Tribunal judiciaire de Paris, 16 septembre 2015
Tribunal judiciaire de Paris, 16 septembre 2015

Type de juridiction : Tribunal judiciaire

Juridiction : Tribunal judiciaire de Paris

Thématique : Diffamation : affaire Robuchon

Résumé

L’affaire de diffamation impliquant le chef Joël Robuchon a été déclenchée par un article accusant ce dernier de tyrannie dans ses cuisines. Le texte, titré « C’est la tyrannie », prétendait que Robuchon maintenait une ambiance de travail infernale, marquée par des insultes et des comportements humiliants envers ses employés. La cour a jugé que ces allégations, sans fondement précis, portaient atteinte à l’honneur du chef, le qualifiant de tyrannique et sadique. La bonne foi du journaliste n’a pas été retenue, l’article étant considéré comme manquant de prudence et d’objectivité dans ses affirmations.

Diffamation contre le chef Robuchon

Un site internet de presse a été condamné pour diffamation pour avoir publié des propos diffamatoires à l’égard du chef Robuchon (article titré « C’est la tyrannie » dans les cuisines de Joël Robuchon »). Dans l’article en cause il était reproché à Joël ROBUCHON de faire régner ou a minima de laisser pratiquer des comportements tyranniques dans les cuisines de son restaurant.

Si la phrase en cause relevait davantage de l’injure, à défaut de précision du fait imputé, elle doit être considérée comme diffamatoire à raison de la suite indivisible de l’article qui relate de quelle manière la tyrannie régnerait dans les cuisines de ce nouvel établissement gastronomique bordelais, ouvert par Joël ROBUCHON, et ceci dès le sous-titre de l’article, qui comporte notamment les propos suivants : « ses employés évoquent une ambiance infernale, basée sur les insultes », par la suite développés.

Il est ainsi imputé, sans ambiguïté possible au vu de la phrase introductive de l’article («Joël ROBUCHON est-il un chef tyrannique ? ») et de ce dernier passage, à Joël ROBUCHON d’avoir un comportement humiliant (en insultant ses employés qu’il traiterait «de chiens, d’abrutis, de moins-que-rien » et en leur disant qu’ils ne seraient « bon qu’ à faire de la merde ») et sadique (exemple d’un chef cuisinier qui aurait « été forcé à boire l’eau de cuisson qu’il avait trop salée »).

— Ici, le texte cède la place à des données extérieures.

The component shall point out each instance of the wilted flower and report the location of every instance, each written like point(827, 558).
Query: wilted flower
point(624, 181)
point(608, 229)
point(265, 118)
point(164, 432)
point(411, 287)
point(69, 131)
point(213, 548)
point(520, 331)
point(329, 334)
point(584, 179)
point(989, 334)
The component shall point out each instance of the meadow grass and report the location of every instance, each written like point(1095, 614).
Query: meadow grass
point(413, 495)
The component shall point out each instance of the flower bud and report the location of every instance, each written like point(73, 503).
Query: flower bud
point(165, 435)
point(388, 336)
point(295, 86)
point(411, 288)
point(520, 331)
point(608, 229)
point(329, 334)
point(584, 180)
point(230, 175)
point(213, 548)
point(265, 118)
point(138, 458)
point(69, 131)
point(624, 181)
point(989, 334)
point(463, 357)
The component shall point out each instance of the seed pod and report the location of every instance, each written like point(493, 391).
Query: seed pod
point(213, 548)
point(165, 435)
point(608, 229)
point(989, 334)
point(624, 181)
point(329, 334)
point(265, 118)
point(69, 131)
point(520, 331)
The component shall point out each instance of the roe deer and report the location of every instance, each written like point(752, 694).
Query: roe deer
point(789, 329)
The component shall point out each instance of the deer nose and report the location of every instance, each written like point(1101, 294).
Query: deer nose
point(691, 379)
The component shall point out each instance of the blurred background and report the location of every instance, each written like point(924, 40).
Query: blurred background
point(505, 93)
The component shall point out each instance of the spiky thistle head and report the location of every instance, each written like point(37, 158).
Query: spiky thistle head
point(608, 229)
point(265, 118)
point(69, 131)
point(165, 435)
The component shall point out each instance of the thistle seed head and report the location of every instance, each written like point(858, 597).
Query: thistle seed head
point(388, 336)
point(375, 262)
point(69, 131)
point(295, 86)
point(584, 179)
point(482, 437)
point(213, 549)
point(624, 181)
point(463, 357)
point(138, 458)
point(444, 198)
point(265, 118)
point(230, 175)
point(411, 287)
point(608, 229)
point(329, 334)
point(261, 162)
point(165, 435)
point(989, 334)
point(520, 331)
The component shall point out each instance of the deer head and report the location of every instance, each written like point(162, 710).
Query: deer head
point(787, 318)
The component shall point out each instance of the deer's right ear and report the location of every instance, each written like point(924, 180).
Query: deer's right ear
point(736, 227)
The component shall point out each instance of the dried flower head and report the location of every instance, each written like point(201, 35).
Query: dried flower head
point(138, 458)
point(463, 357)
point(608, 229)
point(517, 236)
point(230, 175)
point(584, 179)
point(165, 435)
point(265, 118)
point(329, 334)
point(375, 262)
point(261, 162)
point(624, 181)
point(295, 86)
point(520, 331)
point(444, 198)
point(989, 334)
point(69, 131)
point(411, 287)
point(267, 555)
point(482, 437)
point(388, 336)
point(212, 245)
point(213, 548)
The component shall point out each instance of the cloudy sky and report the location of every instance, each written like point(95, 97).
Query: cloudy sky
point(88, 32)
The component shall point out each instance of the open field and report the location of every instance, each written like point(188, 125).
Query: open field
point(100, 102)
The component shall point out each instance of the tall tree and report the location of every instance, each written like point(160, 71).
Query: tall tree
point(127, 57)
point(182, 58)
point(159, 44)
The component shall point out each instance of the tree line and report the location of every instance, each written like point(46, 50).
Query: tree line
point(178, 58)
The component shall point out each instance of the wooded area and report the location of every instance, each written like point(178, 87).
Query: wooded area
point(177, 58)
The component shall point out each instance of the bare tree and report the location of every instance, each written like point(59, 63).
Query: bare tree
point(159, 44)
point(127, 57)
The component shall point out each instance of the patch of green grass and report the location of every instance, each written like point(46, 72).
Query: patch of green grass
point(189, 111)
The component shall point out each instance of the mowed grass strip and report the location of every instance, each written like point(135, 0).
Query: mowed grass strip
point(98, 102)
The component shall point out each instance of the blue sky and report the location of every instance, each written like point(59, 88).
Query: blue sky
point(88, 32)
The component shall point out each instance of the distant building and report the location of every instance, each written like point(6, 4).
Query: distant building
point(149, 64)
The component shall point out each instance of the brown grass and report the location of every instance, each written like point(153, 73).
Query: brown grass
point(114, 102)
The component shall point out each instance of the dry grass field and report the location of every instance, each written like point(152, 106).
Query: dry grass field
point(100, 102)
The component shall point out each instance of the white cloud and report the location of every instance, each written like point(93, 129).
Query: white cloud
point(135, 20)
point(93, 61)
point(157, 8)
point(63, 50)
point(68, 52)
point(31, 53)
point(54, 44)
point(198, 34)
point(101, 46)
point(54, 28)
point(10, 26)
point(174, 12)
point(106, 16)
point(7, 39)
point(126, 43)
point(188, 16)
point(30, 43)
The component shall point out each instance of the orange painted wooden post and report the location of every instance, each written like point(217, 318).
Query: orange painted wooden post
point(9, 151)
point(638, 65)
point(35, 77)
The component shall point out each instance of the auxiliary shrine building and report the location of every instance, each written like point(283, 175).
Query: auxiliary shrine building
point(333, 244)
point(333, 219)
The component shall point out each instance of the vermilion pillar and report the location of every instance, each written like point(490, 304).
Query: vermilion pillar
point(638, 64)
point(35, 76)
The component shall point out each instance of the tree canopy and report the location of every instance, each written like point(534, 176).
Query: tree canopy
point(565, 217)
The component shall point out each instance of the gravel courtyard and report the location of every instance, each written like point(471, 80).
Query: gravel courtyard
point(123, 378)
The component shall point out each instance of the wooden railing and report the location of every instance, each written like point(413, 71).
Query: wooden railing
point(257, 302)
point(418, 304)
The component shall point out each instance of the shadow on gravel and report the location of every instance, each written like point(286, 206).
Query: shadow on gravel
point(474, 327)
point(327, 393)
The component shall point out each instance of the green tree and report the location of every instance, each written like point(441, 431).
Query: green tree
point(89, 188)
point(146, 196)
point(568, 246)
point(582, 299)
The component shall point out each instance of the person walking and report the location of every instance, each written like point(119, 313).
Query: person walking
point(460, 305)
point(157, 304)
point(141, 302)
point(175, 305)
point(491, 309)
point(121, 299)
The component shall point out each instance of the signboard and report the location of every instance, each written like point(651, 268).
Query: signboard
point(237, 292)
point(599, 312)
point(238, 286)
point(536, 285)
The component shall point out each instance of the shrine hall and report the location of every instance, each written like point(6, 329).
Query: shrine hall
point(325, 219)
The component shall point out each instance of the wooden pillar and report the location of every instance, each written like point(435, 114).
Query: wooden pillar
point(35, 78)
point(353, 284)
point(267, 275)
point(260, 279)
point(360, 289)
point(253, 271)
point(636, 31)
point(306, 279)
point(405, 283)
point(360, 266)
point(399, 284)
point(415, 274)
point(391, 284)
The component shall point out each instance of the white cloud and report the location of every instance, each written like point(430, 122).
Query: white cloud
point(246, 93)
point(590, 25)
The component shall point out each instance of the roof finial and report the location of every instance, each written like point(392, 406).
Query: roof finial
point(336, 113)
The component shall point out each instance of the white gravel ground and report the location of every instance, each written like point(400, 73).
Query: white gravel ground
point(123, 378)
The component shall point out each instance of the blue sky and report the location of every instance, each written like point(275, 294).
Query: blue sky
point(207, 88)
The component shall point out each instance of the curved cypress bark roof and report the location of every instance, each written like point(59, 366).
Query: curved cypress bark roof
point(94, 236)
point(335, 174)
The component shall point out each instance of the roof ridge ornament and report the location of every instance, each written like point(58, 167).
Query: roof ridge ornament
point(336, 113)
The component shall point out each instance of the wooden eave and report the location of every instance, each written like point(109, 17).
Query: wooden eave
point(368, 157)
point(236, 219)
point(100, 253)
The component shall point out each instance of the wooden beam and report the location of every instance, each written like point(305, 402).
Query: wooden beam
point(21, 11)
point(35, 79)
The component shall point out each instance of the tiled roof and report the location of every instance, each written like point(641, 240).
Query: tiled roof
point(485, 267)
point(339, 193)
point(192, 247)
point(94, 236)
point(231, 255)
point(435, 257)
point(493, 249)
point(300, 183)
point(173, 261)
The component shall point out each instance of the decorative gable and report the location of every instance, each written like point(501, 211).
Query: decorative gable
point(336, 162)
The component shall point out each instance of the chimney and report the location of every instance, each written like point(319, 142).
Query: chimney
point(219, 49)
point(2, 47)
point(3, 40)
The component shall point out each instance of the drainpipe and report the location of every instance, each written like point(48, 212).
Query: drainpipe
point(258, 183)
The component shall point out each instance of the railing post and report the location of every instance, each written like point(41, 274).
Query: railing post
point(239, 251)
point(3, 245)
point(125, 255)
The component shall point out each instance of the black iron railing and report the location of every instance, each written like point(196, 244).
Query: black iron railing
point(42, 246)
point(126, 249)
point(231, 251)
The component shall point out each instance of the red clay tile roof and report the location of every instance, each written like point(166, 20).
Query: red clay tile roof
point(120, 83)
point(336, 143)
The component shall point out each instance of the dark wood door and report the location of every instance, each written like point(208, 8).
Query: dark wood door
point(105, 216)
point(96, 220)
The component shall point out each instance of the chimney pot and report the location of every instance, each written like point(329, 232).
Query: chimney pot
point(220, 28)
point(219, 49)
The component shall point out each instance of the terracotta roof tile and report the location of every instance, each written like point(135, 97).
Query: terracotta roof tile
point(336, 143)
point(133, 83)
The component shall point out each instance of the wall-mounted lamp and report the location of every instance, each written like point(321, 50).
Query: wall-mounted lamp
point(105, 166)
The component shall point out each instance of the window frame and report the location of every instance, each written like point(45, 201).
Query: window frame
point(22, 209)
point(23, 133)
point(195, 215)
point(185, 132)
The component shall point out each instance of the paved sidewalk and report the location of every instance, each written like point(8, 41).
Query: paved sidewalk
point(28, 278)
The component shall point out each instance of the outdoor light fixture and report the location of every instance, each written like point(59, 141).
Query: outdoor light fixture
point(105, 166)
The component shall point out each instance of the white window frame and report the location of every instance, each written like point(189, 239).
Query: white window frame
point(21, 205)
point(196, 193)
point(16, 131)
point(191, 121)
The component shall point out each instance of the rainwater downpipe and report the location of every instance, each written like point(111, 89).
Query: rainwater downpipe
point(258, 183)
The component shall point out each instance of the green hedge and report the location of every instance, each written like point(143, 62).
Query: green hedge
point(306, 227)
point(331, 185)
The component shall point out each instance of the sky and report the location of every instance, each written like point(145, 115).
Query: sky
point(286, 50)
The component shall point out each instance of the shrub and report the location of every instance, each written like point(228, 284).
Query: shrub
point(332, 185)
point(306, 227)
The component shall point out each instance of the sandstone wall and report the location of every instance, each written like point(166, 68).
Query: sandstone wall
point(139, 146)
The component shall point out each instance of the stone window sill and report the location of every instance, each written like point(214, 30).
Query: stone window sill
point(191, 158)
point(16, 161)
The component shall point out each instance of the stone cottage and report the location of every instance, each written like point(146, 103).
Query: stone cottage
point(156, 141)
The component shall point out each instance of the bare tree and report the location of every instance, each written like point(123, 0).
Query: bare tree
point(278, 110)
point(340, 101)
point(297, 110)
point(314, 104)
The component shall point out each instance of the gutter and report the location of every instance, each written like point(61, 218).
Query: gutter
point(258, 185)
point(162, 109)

Il s’agissait non pas d’une simple mise en cause de produits ou services mais bien de faits précis dont la preuve de la vérité est susceptible d’être contradictoirement rapportée, attentatoires à l’honneur et à la considération du chef cuisinier, lui prêtant un comportement susceptible d’être sanctionné pénalement  

Périmètre de la diffamation

L’article 29 alinéa 1 de la loi du 29 juillet 1881 définit la diffamation comme « toute allégation ou imputation d’un fait qui porte atteinte à l’honneur ou à la considération de la personne ou du corps auquel le fait est imputé » ; il doit s’agir d’un fait précis, susceptible de faire l’objet d’un débat contradictoire sur la preuve de sa vérité, ce qui distingue ainsi la diffamation, d’une part, de l’injure, et d’autre part, de l’expression subjective d’une opinion ou d’un jugement de valeur, dont la pertinence peut être librement discutée dans le cadre d’un débat d’idées mais dont la vérité ne saurait être prouvée.

L’honneur et la considération de la personne ne doivent pas s’apprécier selon les conceptions personnelles et subjectives de celle-ci, mais en fonction de critères objectifs et de la réprobation générale provoquée par l’allégation litigieuse, que le fait imputé soit pénalement répréhensible ou manifestement contraire aux règles morales communément admises.

La diffamation, qui peut se présenter sous forme d’allusion ou d’insinuation, doit être appréciée en tenant compte des éléments intrinsèques et extrinsèques au support en cause, à savoir, tant du contenu même des propos que du contexte dans lequel ils s’inscrivent.

Question de la bonne foi

La bonne foi n’a pas bénéficié à l’auteur journaliste. Les imputations diffamatoires sont réputées, de droit, faites avec intention de nuire, mais elles peuvent être justifiées lorsque leur auteur établit sa bonne foi, en prouvant qu’il a poursuivi un but légitime, étranger à toute animosité personnelle, et qu’il s’est conformé à un certain nombre d’exigences, en particulier de sérieux de l’enquête, ainsi que de prudence dans l’expression, étant précisé que la bonne foi ne peut être déduite de faits postérieurs à la diffusion des propos.  En l’espèce, l’article était manifestement dénué de prudence.